Sim, temos um lastro de registros
importantes para não nos deixar esquecer a fragilidade e a vulnerabilidade socioambiental,
a qual está exposta o Brasil. Em termos de uma gestão de risco eficaz para
enfrentar os desafios que se desenham no horizonte contemporâneo, não dispomos
de uma. Entretanto, nossos representantes político-partidários, gestores,
instituições e sociedade civil, permanecem fazendo pouco de algo tão grave, tão
sério, e que não diz respeito apenas ao Rio Grande do Sul. Estão fazendo
ouvidos de mercador para o sábio aviso espanhol, “Quando você vir as barbas
do seu vizinho pegarem fogo, coloque as suas de molho”!
Não aprendemos com a Pandemia,
não estamos aprendendo com a tragédia gaúcha, quando vamos nos predispor a aprender?
Lamento, mas não dá para olhar para o
Brasil sob a perspectiva de que está tudo bem, tudo controlado, tudo as mil
maravilhas. Uma correção de rota é fundamental nesse momento, antes que um
outro episódio arruíne, de vez, quaisquer projeções. A realidade que nos impõe confronta
absolutamente todos os modelos de gestão administrativa e econômica. É o insólito
dando as cartas! Não haverá reconstrução se isso não for muito bem entendido
por todos.
Só para ilustrar a dimensão dos
problemas, a maioria dos estados brasileiros vive um cenário de endividamento seríssimo.

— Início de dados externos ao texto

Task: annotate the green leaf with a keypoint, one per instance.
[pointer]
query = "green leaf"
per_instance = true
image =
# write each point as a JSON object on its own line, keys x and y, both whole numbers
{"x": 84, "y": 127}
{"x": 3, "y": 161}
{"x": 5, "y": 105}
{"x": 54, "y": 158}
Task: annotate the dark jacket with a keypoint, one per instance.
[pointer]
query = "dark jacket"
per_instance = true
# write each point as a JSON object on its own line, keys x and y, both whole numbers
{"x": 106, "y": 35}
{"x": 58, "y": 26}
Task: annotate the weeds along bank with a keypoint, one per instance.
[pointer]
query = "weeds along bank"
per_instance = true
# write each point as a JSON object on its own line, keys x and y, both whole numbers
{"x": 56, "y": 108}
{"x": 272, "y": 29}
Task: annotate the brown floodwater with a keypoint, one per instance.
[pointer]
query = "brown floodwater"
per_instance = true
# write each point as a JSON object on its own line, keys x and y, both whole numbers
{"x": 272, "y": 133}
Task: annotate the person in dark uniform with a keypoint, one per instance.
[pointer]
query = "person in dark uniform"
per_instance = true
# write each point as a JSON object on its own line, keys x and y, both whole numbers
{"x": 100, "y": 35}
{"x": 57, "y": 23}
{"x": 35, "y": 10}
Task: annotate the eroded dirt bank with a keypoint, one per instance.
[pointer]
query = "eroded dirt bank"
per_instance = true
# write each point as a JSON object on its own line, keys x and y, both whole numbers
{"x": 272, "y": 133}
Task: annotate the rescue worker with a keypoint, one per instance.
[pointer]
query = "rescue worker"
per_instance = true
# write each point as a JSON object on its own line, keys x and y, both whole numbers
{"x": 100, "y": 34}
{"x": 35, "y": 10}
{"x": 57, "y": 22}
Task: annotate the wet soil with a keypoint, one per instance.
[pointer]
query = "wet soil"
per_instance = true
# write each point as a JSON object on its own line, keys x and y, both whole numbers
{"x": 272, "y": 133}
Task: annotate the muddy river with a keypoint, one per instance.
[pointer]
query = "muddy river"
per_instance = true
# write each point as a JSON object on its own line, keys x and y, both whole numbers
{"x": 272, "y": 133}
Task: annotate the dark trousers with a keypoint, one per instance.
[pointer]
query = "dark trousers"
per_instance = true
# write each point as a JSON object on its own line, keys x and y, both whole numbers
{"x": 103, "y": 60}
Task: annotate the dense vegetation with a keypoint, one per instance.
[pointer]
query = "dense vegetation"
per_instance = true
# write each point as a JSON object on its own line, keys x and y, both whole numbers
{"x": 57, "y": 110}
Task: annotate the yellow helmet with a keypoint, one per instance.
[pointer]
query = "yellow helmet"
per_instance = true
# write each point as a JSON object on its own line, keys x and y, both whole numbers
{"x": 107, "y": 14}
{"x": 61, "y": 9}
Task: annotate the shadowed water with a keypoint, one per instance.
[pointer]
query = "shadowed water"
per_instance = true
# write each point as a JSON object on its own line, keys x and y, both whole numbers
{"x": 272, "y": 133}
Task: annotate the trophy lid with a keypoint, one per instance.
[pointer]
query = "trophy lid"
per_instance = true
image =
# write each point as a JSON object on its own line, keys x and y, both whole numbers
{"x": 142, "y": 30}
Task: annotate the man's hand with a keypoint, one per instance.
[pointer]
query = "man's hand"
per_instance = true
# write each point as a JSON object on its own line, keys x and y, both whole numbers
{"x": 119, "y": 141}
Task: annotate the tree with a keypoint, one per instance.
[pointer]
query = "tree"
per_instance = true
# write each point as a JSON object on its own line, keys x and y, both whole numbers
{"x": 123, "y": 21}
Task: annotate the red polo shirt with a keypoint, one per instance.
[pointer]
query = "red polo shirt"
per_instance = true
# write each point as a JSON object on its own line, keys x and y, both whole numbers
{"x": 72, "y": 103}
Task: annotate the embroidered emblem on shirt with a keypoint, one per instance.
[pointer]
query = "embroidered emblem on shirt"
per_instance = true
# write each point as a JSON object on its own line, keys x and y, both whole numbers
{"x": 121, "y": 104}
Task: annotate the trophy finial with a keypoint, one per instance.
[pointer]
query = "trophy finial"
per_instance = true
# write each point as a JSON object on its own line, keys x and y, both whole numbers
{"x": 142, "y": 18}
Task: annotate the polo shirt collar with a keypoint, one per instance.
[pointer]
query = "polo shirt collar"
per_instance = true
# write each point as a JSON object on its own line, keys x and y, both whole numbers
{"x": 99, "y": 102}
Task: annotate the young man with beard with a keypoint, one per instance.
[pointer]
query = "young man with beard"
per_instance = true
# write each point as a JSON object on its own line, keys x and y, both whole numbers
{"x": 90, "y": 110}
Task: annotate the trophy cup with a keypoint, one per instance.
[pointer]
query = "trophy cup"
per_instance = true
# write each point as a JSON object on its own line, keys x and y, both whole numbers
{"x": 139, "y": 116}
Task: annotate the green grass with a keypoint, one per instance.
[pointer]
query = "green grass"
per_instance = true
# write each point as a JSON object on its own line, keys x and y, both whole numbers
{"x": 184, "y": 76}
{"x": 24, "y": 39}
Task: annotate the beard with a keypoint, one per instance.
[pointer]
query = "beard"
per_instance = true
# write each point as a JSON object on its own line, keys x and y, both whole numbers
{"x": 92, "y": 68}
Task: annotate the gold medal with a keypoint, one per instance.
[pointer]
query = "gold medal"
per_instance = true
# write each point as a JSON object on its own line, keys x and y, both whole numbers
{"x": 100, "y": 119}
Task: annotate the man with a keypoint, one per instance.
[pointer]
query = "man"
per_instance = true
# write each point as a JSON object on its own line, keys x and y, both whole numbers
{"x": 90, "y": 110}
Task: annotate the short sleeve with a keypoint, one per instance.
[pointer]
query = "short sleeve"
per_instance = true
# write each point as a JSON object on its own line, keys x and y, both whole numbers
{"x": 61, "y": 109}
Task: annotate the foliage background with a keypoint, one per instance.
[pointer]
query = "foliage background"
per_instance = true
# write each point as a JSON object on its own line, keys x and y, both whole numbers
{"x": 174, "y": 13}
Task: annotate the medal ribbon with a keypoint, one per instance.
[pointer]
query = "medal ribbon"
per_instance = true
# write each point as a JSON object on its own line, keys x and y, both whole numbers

E dentre os mais endividados estão São Paulo, Rio de Janeiro, Minas Gerais e
Rio Grande do Sul, o que significa que eles “respondem por 89,4% do total de
dívidas com a União (R$683,9 bilhões de R$764,9 bilhões)” 3.
Por motivos óbvios, foi “Aprovada, suspensão de pagamento da dívida do RS
por três anos”, com o objetivo de que tal recurso seja “aplicado em
ações de enfrentamento da situação de calamidade pública provocada pelas chuvas
nas últimas semanas” 4. Mas,
será que isso é o suficiente?
Não nos enganemos, esses não são
tempos de calmaria! O cenário atual brasileiro foi revirado do avesso; afinal, o
Rio Grande do Sul representa o quarto maior Produto Interno Bruto (PIB) do
país, cerca de 7,5% de toda a atividade nacional, destacando-se em serviços,
agropecuária e indústria, segundo dados do Instituto Brasileiro de Geografia e Estatística
(IBGE), de 2021. E agora será preciso empenhar inúmeros esforços para
reconstrução; mas, sem perder de vista, a necessidade de repensar o modelo de contenção
ou mitigação das potenciais ameaças, a fim de otimizar o planejamento e a
utilização dos recursos humanos e materiais.
Portanto, basta de blá blá blá. Basta
de discussões inúteis e fúteis, só para lacrar nas redes sociais. O país vive
uma encruzilhada fatal para sua sobrevivência. Já deu para perceber que o
efeito das emergências climáticas não são uma brincadeira. Que o modo de
produzir e planejar as cidades está desalinhado às novas demandas. Que o uso e
ocupação do solo não pode acontecer à revelia da dinâmica ambiental e geográfica.
Que o modelo capitalista, em curso, não cabe na realidade contemporânea do
planeta. Como escreveu Daniel Munduruku, “esse olhar para o futuro aliena as
pessoas para a necessidade mais imediata de construirmos nossa existência no
presente”. É nessa compreensão que temos que nos concentrar.